TF: Again, you really need a Federal Government push for that to happen. You need large dollars. With primary steel production you have blast furnaces costing some $700 million and they need to be rebuilt or relined every few decades. Port Kembla’s just at that point now. What they are saying is maybe we can convert one or two of the nozzles that take the coal to the blast furnaces to hydrogen.
But that’s a very slow uptake of these new technologies. If they had really strong government support – I’d suggest building a whole new steel plant that’s going to run on hydrogen. We’ve got great demand for steel at the moment and we could certainly do with a second plant. And over time they run the existing blast furnace into the ground, and by the time the new one is finished HM: Do you think that as part of their net-zero package the current government might try to edge us into nuclear power generation?

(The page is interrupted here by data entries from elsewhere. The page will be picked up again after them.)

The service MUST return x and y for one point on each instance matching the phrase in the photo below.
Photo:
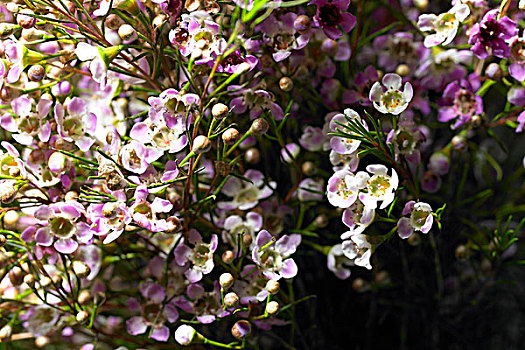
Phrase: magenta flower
(330, 17)
(274, 259)
(489, 36)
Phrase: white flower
(393, 100)
(379, 187)
(445, 26)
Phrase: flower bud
(42, 341)
(84, 297)
(201, 144)
(226, 280)
(185, 335)
(329, 47)
(127, 32)
(231, 299)
(24, 20)
(82, 316)
(174, 224)
(302, 24)
(29, 280)
(16, 276)
(5, 333)
(8, 191)
(493, 71)
(36, 73)
(7, 29)
(227, 257)
(272, 287)
(81, 269)
(230, 136)
(219, 111)
(461, 252)
(272, 307)
(259, 126)
(309, 168)
(252, 156)
(459, 143)
(241, 329)
(403, 70)
(286, 84)
(113, 21)
(11, 218)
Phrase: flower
(342, 123)
(421, 219)
(330, 16)
(390, 99)
(380, 187)
(491, 34)
(337, 262)
(445, 25)
(273, 258)
(200, 256)
(61, 225)
(358, 249)
(245, 194)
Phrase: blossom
(379, 187)
(358, 249)
(274, 258)
(491, 34)
(445, 25)
(420, 219)
(389, 98)
(342, 123)
(61, 225)
(338, 263)
(245, 194)
(330, 16)
(200, 256)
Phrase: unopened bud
(273, 287)
(252, 156)
(113, 21)
(24, 19)
(226, 280)
(82, 316)
(494, 72)
(29, 280)
(5, 333)
(272, 307)
(302, 24)
(230, 136)
(36, 73)
(219, 111)
(403, 70)
(231, 299)
(286, 84)
(201, 144)
(127, 32)
(241, 329)
(16, 276)
(174, 224)
(8, 191)
(227, 257)
(81, 269)
(259, 126)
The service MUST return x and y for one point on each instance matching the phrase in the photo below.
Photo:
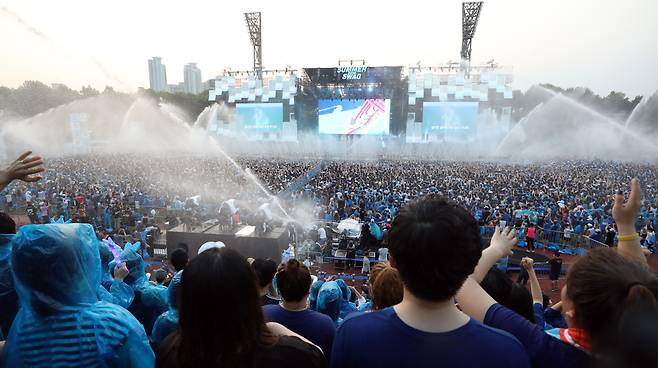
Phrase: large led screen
(371, 116)
(260, 117)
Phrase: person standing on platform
(530, 237)
(556, 269)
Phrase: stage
(240, 238)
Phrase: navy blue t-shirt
(543, 349)
(315, 326)
(381, 339)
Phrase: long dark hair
(221, 320)
(608, 292)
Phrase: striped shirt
(100, 335)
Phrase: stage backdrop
(451, 120)
(260, 117)
(371, 116)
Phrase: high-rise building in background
(192, 78)
(157, 75)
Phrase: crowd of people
(72, 295)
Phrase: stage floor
(241, 238)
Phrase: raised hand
(527, 263)
(23, 169)
(503, 241)
(625, 213)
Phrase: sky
(604, 45)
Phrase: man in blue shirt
(294, 283)
(435, 245)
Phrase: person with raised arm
(24, 168)
(434, 244)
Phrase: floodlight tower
(470, 15)
(253, 25)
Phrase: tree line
(34, 97)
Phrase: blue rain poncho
(111, 290)
(313, 295)
(61, 322)
(8, 296)
(150, 300)
(168, 321)
(345, 306)
(329, 299)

TF: It’s impossible to say. Nuclear power is singularly unsuited to Australia. They are extremely large plants. To be economic they’ve got to be about 2,000 MW. They take an enormous amount of water. And with 2000 MW and above, maybe 4000 MW, where are you going to put that in Australia? Somewhere between our two largest population centres, somewhere on the coast – where I imagine it will be disputed by every community in that region. Even if the government said tomorrow, we’re going to mandate the building of this thing, my guess is we would still not see a nuclear power station for 15 or 20 years. They’re like the submarines. You’ve got to buy special crucibles and the last time I looked the Chinese manufacturers had a waiting list of 18 months before they even start. So, the whole thing is just way too late. And people talk about these small, modular nuclear reactors, but the truth is there’s not one small nuclear reactor in any electricity grid in the planet. It’s hypothetical, and I don’t think any government is going to take those risks when you’ve got wind and solar getting cheaper by the day. What you need is remediation of the poles and wires, and storage.

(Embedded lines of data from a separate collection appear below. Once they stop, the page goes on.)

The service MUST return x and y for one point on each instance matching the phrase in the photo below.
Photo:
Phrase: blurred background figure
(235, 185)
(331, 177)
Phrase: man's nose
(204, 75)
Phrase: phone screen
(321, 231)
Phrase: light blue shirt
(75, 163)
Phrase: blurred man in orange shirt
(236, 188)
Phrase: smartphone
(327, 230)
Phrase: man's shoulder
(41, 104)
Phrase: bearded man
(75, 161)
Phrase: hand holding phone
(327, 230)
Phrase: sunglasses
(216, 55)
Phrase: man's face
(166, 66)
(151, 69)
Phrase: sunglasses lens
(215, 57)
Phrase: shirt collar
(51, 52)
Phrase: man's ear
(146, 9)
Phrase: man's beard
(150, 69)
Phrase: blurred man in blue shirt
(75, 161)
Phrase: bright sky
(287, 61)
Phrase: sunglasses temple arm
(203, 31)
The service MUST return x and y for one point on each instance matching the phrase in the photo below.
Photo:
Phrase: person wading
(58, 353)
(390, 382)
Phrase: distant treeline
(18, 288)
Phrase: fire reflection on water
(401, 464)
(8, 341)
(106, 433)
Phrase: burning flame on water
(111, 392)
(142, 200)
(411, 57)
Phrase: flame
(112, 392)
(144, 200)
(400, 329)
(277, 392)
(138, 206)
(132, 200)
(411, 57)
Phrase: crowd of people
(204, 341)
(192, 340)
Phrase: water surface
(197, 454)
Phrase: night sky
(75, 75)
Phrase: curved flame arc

HM: What would you say to people like the Nationals minister Bridget McKenzie who say that it won’t be the people in Vaucluse or Toorak who suffer from moving to net-zero but the regional centres?
TF: I would say it’s Senator McKenzie’s job to make sure that nobody suffers through the transition. There’s no need for anybody to suffer: there’s going to be masses of new economic opportunity. If the government gets on the front foot early, there’s no need for anyone to suffer. If we leave it late, and industries collapse and there’s unemployment because of poor planning by government we will have people suffering.

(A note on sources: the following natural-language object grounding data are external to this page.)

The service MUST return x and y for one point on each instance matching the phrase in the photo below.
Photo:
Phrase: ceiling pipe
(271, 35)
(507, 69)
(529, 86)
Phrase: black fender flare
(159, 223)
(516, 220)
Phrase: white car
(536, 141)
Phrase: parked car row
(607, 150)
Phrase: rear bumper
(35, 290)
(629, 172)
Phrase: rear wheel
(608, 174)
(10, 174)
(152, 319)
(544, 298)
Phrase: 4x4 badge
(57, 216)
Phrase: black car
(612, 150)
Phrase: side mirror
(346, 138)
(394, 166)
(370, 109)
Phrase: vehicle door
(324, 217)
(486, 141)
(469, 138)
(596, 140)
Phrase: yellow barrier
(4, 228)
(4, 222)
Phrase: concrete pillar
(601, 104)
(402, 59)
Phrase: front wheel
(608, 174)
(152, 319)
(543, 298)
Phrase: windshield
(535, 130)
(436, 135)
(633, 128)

HM: If you had a message to architects and builders in Australia now, what would you be saying?
TF: I would say: Try to convince your clients to build small. Smaller is generally better. And there are lots of low hanging fruit in building – it’s quite important to be informed about those and to take those opportunities. They are inexpensive and no-regrets type of things. The roof colour is a good example. So be prepared to a change of building for a very different future.